2,820
Views
9
CrossRef citations to date
0
Altmetric
Coronaviruses

Rapidly emerging SARS-CoV-2 B.1.1.7 sub-lineage in the United States of America with spike protein D178H and membrane protein V70L mutations

ORCID Icon, , , , &
Pages 1293-1299 | Received 14 May 2021, Accepted 10 Jun 2021, Published online: 26 Jun 2021

ABSTRACT

The SARS-CoV-2 B.1.1.7 lineage is highly infectious and as of April 2021 accounted for 92% of COVID-19 cases in Europe and 59% of COVID-19 cases in the U.S. It is defined by the N501Y mutation in the receptor-binding domain (RBD) of the Spike (S) protein, and a few other mutations. These include two mutations in the N terminal domain (NTD) of the S protein, HV69-70del and Y144del (also known as Y145del due to the presence of tyrosine at both positions).

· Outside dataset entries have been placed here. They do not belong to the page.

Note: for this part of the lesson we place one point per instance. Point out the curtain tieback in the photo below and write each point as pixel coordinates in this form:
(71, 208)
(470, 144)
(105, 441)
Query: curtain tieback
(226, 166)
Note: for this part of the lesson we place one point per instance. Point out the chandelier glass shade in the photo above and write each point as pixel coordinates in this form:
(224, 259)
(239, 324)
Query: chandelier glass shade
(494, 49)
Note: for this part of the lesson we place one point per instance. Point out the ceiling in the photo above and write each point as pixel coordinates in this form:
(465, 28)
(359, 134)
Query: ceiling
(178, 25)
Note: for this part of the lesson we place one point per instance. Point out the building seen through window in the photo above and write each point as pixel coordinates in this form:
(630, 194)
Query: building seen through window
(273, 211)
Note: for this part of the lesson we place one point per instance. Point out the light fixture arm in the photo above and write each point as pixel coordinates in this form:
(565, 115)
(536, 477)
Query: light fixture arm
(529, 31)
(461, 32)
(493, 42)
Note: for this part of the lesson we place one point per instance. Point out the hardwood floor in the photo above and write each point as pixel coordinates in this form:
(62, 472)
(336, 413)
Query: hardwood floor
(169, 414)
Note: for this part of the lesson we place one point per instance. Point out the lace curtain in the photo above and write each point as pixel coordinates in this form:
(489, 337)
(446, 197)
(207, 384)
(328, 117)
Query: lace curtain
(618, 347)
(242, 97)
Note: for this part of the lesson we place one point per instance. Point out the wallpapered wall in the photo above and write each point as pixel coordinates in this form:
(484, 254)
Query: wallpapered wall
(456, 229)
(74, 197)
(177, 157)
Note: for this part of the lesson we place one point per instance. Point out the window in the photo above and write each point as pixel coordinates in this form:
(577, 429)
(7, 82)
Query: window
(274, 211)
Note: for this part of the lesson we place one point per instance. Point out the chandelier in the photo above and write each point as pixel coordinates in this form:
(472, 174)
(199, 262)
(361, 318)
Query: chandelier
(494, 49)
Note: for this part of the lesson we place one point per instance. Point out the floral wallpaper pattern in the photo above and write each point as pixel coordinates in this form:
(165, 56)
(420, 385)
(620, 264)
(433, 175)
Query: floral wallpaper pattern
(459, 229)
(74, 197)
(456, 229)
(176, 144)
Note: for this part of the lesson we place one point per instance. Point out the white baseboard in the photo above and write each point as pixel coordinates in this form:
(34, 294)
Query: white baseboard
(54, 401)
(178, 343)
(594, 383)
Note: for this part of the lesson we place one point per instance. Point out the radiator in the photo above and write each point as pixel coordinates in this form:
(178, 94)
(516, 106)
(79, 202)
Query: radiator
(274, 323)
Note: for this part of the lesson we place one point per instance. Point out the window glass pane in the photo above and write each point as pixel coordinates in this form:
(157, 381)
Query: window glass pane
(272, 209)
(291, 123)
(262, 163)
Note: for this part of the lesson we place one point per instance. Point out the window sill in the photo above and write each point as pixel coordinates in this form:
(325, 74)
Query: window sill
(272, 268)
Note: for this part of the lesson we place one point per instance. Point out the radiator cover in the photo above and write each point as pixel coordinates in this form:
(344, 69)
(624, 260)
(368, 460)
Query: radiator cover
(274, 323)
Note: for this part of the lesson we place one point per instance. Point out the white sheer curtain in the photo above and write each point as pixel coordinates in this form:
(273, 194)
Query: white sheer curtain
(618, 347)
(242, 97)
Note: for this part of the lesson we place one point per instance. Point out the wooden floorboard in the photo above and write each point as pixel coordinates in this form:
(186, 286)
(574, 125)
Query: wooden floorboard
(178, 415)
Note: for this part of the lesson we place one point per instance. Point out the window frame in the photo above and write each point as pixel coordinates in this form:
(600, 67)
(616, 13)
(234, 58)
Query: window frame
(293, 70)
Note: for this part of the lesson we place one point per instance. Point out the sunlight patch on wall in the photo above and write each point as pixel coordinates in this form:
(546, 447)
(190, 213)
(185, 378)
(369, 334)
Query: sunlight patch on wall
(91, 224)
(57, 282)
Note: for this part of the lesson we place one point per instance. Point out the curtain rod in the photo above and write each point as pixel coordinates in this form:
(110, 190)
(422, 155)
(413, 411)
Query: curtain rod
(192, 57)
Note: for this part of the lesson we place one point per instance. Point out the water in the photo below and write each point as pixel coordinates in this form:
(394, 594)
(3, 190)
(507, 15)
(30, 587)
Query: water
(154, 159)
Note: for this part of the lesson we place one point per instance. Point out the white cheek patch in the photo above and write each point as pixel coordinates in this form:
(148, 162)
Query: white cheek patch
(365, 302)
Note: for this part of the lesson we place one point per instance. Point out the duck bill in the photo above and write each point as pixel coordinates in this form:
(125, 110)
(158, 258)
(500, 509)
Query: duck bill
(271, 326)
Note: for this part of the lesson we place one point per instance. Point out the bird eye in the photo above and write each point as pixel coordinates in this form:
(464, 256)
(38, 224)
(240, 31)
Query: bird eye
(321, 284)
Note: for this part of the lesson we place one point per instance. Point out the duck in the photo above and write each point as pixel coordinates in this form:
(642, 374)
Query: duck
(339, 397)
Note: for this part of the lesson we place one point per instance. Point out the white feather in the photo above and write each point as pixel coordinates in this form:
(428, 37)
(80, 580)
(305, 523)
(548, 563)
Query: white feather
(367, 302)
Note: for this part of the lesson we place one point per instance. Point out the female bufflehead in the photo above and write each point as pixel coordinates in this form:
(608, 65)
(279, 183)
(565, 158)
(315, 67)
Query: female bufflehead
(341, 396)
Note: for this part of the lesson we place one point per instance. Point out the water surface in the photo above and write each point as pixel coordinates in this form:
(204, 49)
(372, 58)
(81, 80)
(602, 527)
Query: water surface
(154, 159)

We recently identified several emerging SARS-CoV-2 variants of concerns, characterized by Membrane (M) protein mutations, including I82T and V70L. We now identify a sub-lineage of B.1.1.7 that emerged through sequential acquisitions of M:V70L in November 2020 followed by a novel S:D178H mutation first observed in early February 2021. The percentage of B.1.1.7 isolates in the US that belong to this sub-lineage increased from 0.15% in February 2021 to 1.8% in April 2021. To date, this sub-lineage appears to be U.S.-specific with reported cases in 31 states, including Hawaii. As of April 2021, it constituted 36.8% of all B.1.1.7 isolates in Washington. Phylogenetic analysis and transmission inference with Nextstrain suggest this sub-lineage likely originated in either California or Washington. Structural analysis revealed that the S:D178H mutation is in the NTD of the S protein and close to two other signature mutations of B.1.1.7, HV69-70del and Y144del. It is surface exposed and may alter NTD tertiary configuration or accessibility, and thus has the potential to affect neutralization by NTD directed antibodies.

Introduction

B.1.1.7 emerged in the UK and was the first major SARS-CoV-2 variant of concern (VOC) that is both more transmissible and apparently more virulent [Citation1]. It now accounts for 50–90% of the COVID-19 cases in US and Europe. The Spike (S) protein N501Y mutation in the receptor-binding domain (RBD) confers higher binding affinity of the S protein for ACE2, while the other two deletions, HV69-70del and Y144del in the N-terminal domain (NTD) may also play a role in ACE2 receptor binding or neutralizing antibody escape [Citation2]. With millions of new B.1.1.7 cases in recent months, there is a very high probability of continuous acquisitions of new mutations, some of which may result in the emergence of new and even more infectious sub-lineages of B.1.1.7. While these new mutations may not be significantly deleterious by themselves, but when they appear in the context of other mutations within this VOC the result may be a more transmissible or pathogenic virus. This calls for rigorous genomic surveillance for newly acquired mutations in previously reported VOCs, including but not limited to B.1.1.7 and B.1.351.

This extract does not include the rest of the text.